Drink Up! But How Much?

Water covers about seventy five percent of the planet, and composes seventy to ninety five percent of the cells of most living organisms.

Even considering this comparison between the human body and planet Earth, water is an immensely important component of health. Water is a transport medium in the body, it's used in evaporative cooling (sweating), it's a medium for chemical reactions, and accounts for about half of blood plasma. You might have heard that we can live without food for weeks, but without water we will likely perish in days even in otherwise optimal circumstances.

There exists the implication that proper hydration levels are imperative not only for general health, but also for physically active people. I grew up hearing that I should drink sixty four ounces of water daily for good health. Today, I would concede that is not a bad recommendation, but I will go on to claim this is not optimal hydration. The reason why is because everybody is different and their individual demands for water are different, too.

Let's consider two extremes--a professional adult athlete and a newborn baby. The baby, assuming it is healthy, has been growing and will likely continue to grow for the next fifteen to twenty years. The athlete is fully grown and is expending large amounts of energy by being physically active on a frequent basis. These two specimens could differ in body weight by as much as two hundred pounds, so their water intake should be equal, right? I'll break it down on a very basic level. If the athlete only needs sixty four ounces of water, and his/her body has enough mass to properly distribute the water, then how can a baby manage the same amount of water? If we consider a role reversal in which the baby can and does require sixty four ounces of water daily, then how is that anywhere near enough water for an adult who is highly active, sweating, and breathing heavily nearly everyday? No. It's too much water for the baby, and not enough for the athlete, respectively. The demands between the two subjects differ based on age, body weight, and level of physical activity if all else is equal.

    Have you ever noticed water pitchers and drinking glasses in court rooms, lecture halls, and in conference rooms? If you have never considered why this is, or if you've never participated in the events in these spaces, then know it's because consistent air passage along the trachea and oral cavity causes dehydration. People who are talking for extended periods of time tend to get a dry mouth, and gracious hosts of these events have offered the concession of a water supply. You might have noticed this phenomenon as you walk on a treadmill for a while; the intensity of the exertion may not be high (i.e., your not sweating that much), but your increased respiration has evaporated water from the inside of your body. This is also why carpet cleaners direct high-powered fans across or under the carpet because applying a wind source tends to evaporate moisture.

What if someone isn't physically active but is in a hot environment, such as sitting on the beach/pool all day without talking? Is that sixty four ounces of water enough? Probably not, no, since most beaches tend to correlate with high ambient temperatures, meaning this person is going to lose water via perspiration. Thirst is an indication that your hydration levels are low, and if you are thirsty, then you are already dehydrated.

Dehydration doesn't necessarily mean "emergency," but you are below the level of what the body needs. Don't wait until you are thirsty to drink water.
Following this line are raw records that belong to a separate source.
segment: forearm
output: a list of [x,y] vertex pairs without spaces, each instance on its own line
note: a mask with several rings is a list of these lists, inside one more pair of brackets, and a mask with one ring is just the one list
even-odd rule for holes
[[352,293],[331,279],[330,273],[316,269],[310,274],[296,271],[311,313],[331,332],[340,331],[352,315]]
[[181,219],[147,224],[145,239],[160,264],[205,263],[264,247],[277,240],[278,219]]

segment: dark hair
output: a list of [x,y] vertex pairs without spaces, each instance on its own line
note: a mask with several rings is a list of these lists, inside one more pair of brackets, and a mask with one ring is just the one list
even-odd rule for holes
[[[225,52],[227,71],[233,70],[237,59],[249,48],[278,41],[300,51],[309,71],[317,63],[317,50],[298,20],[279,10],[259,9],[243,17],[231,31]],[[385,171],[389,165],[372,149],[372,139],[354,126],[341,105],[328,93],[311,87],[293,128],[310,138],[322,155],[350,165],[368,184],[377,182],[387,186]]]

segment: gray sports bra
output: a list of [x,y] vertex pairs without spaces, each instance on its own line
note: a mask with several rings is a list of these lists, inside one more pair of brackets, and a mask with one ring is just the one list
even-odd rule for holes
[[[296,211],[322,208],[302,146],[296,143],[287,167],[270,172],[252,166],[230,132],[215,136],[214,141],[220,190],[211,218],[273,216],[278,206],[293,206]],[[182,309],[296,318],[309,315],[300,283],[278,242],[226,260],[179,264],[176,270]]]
    In order to determine how much water we need we must consider each subject on its own without applying a global template. The biggest factors to keep in mind are body weight, physical activity level, level of respiration/talking, and exposure to high temperatures.

Written by Personal Trainer/Instructor; Justin Lee

Written by Personal Trainer/Instructor; Justin Lee

I calculate my baseline water intake level by starting with my body weight. I take this number which is measured in pounds, and I replace the unit of pounds with ounces.

Note I'm not converting the pounds into the equivalent number of ounces, but I'm simply replacing the pound unit with the ounce unit. I then take this number and multiply it by 0.6; this results in sixty percent of the first number. This is the baseline amount if water in ounces I should drink everyday. I say "baseline" because I live in a humid area, I speak somewhat frequently, and I'm physically active, therefore the calculated number is not sufficient for optimal hydration levels. For example, if a man weighs two hundred pounds, then he would multiply 200 by 0.6 and get the baseline result of 120 ounces of daily water. What works best for me is to get about 25% of it every morning soon after I wake up. I likeknowing that I've got a big chunk of my baseline water in my body as soon as possible in my day.

Now it's your turn! Weigh yourself, find your baseline water amount, and start hydrating!